Once those foreclosures resulting from ARMs are cleared, I believe that there will be a great sense of stability in the Las Vegas real estate market.  As a loan officer, I can tell you that 100% of my 2007 and 2008 closings were 30 year fixed rate mortgages with very low interest rates.  I’ve seen the speculators leave the business, and my current clients are planning on staying a while.

If you have to sell, price and exposure are the two things moving properties right now.  Another option would be to look at a possible refinance to get you out of that ARM or higher interest rate.

Las Vegas Home Prices

Las Vegas Home prices are at levels we haven’t seen since early 2004.

That’s the year when home prices began to increase by 30% – 50% in some areas of the Las Vegas Valley.  I am not sure how much further home prices can drop, but as long as foreclosures continue to be so widespread in Las Vegas there is a chance that prices could keep falling.

What does this mean for potential buyers? 

It means a great deal on a home that just two years ago would have been priced way out of their budget. With interest rates still very low, buyers have an opportunity to get into their dream home with their closing costs paid and with a low interest rate!  Even Las Vegas Home Builders are giving incentives that you would not have seen in 2004 or 2005.  Take advantage of the real estate market in Las Vegas before home prices begin to rebound.

Can’t Sell Your Las Vegas Home? Rent It

Have you been trying to sell your Las Vegas Home and just can’t seem to get an offer or at least an offer that is close to what you are asking?  Is your home listed with a Las Vegas Real Estate Agent?  Are you wondering if your real estate agent is doing everything they can to get your home sold?  Well, they probably are doing everything they can!

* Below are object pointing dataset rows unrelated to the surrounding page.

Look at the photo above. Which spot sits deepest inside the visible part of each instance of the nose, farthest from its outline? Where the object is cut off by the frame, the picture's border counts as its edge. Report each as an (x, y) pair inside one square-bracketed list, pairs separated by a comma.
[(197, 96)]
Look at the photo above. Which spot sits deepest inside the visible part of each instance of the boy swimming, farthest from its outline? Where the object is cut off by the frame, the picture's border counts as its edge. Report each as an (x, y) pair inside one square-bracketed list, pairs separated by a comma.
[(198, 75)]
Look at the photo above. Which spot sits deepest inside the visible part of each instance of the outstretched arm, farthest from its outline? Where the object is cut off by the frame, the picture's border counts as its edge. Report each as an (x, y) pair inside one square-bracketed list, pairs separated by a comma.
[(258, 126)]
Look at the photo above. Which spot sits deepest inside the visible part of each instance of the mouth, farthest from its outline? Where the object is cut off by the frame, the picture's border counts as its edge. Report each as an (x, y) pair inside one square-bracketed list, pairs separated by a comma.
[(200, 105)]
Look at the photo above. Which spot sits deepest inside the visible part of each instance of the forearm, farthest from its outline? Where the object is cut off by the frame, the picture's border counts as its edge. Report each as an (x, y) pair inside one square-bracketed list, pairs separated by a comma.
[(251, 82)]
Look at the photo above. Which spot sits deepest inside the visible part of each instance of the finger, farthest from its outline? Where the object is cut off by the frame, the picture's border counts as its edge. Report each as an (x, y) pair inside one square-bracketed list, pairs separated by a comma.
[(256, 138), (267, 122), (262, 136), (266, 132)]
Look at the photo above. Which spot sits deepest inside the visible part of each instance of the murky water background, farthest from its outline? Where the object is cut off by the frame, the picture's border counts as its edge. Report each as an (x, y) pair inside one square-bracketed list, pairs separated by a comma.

If you are not behind in any payments and actually have equity, you probably can’t offer your home at a price that can compare to bank owned and shortsales in your neighbourhood.  According to Scott Nelson with Stewart Title of Las Vegas, over 95% of the homes in escrow are bank owned or shortsales.  That tells you that unless you can price your home comparable to Las Vegas Bank Owned homes, you will have a very hard time selling your home.

So what do you do?  Rent your Las Vegas Home!  Rental prices are rising and you have a better chance of renting your home than selling it!  So if you can afford to wait until the market becomes a little more favourable to sellers, rent your Las Vegas Home.